Yesterday was Rylands 18th bday. Very sad day for me and my mom. I went to him page and saw all the messages from his friends. It brought tears to my eyes. God I miss him so much. His 16th, 17th and 18th bdays have been spent locked up. I hope he is out before his 19th bday.

Ok I am going to try and start blogging more then once a week again, so I'll come back tomorrow or Thurday. For real.

Wednesday, December 7, 2011

Yay Last Night

Kevin spent the night for the first time last night. Man it felt to good to have him there w/ me...

oops never finished this one...I back dated it to the correct date

brb w/ a new post

Monday, December 5, 2011

Catch Up

After last weeks post I had pretty much decided that Kevin and I needed to have a serious talk. I wasnt going to continue this way. Its too stressful and I dont think I was being irrational. I sent him an email overnight Thurs/Fri morning. The email is below:

So...I completely understand that you have a whole lot going on right now. So it makes it hard for us to physically see each other.

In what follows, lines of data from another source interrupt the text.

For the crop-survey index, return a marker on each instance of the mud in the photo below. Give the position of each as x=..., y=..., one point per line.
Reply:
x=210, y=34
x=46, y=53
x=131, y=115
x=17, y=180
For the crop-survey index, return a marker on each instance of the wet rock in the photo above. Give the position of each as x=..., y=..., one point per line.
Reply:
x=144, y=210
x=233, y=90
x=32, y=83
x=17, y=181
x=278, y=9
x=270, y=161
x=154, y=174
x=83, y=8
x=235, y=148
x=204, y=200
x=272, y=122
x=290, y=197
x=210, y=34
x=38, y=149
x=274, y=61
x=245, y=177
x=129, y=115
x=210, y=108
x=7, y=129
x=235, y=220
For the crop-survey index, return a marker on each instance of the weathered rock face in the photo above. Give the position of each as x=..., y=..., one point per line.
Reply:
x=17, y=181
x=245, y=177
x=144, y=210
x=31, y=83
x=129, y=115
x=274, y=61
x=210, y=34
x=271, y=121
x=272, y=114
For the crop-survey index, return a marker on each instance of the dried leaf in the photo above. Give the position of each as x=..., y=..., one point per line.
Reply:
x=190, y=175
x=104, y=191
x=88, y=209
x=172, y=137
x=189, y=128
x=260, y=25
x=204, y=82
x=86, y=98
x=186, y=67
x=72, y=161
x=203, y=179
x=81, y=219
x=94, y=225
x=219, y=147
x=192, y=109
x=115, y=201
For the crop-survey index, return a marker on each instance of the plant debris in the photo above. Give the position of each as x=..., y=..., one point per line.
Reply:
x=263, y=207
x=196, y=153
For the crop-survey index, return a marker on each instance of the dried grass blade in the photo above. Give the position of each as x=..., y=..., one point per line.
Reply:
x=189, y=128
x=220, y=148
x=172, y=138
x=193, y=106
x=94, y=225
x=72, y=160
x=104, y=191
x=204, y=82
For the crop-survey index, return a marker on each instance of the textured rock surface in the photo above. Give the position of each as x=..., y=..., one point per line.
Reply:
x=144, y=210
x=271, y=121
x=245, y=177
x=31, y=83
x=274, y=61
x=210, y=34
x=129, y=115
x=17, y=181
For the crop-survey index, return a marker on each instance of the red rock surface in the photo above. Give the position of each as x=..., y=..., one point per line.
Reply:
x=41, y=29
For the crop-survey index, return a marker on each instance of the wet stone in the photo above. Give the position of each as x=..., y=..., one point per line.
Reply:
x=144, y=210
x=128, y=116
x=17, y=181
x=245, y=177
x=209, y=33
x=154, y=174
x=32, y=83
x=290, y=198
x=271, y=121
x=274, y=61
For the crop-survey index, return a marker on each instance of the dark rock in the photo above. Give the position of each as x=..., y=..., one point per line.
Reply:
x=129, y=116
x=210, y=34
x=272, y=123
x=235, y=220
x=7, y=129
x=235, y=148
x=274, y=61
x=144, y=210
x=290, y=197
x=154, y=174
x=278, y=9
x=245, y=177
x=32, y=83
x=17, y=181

But I don't understand silence. 2 weeks in a row we've gone days w/o "speaking." Its hard for me to understand how you don't even have 5 mins everyday to log in and just see how I'm doing or a quick phone call would blow my mind. Or even if you are going to MIA for a few days to tell me that, so I'm not sitting here wondering if you changed your mind.
If you aren't interested anymore the proper thing to do is tell me. (Which I hope isn't what you want.)
If you are just swamped and tired, please remember that I want to be a part of your life, I love you and being left alone and in the dark is hurtful and lonely and frustrating and heartbreaking....etc.
Please understand I'm not trying to be a bitch at all. My feelings are hurt. And I was looking forward to talking to you last night, only to have been forgotten...
If I have this all wrong and I've missed something please let me know.
<3
Rhianna
PS I'll be waiting to hear from you.


Friday when he got to work at 6pm he logged in and messaged me inviting me to his work. I get there and the first think he does when he opens the door is say he's sorry and hugs me tight. We go in his office and I explain to him why I feel the way I do. We end up talking for hours. About everything. Laughing our butts off, telling stories, etc. It was so nice. We talked about the plans for Dallas (he got the job and has to move :'( I am so bummed). He told me more about Johnathan, his son and his level of Autism. He opened up more to me Friday night then ever before so far. Normally I do most the talking, not on purpose, if I stopped we'd just sit there. But not this time. lol

The hours flew by and before we knew it it was 11. The party he was working was supposed to end at 11 so we wrapped up our convos and started heading for the door. As I leaving he pulled me back and said I didnt have to leave just yet and the look in his eyes... I hadnt seen that in awhile. He had been so stressed w/ everything going on he had forgotten us. He's a cuddler and loves to just hold me. I stayed awhile longer and when we heard the music stop upstairs, he walked me to my car, where he promised me to not leave me hanging and told me that as soon as I meet Johnathan our relationship will totally change, for the better. So... I'm waiting on that now.

Since Friday we have talked all day Saturday, a little Sunday and he messaged me today to say he was on his way home and he would message me when he got home. He is supposed to come over tomorrow and spend the night for the first time. OMG I am so excited. I took tomorrow off so I can make sure my house is presentable.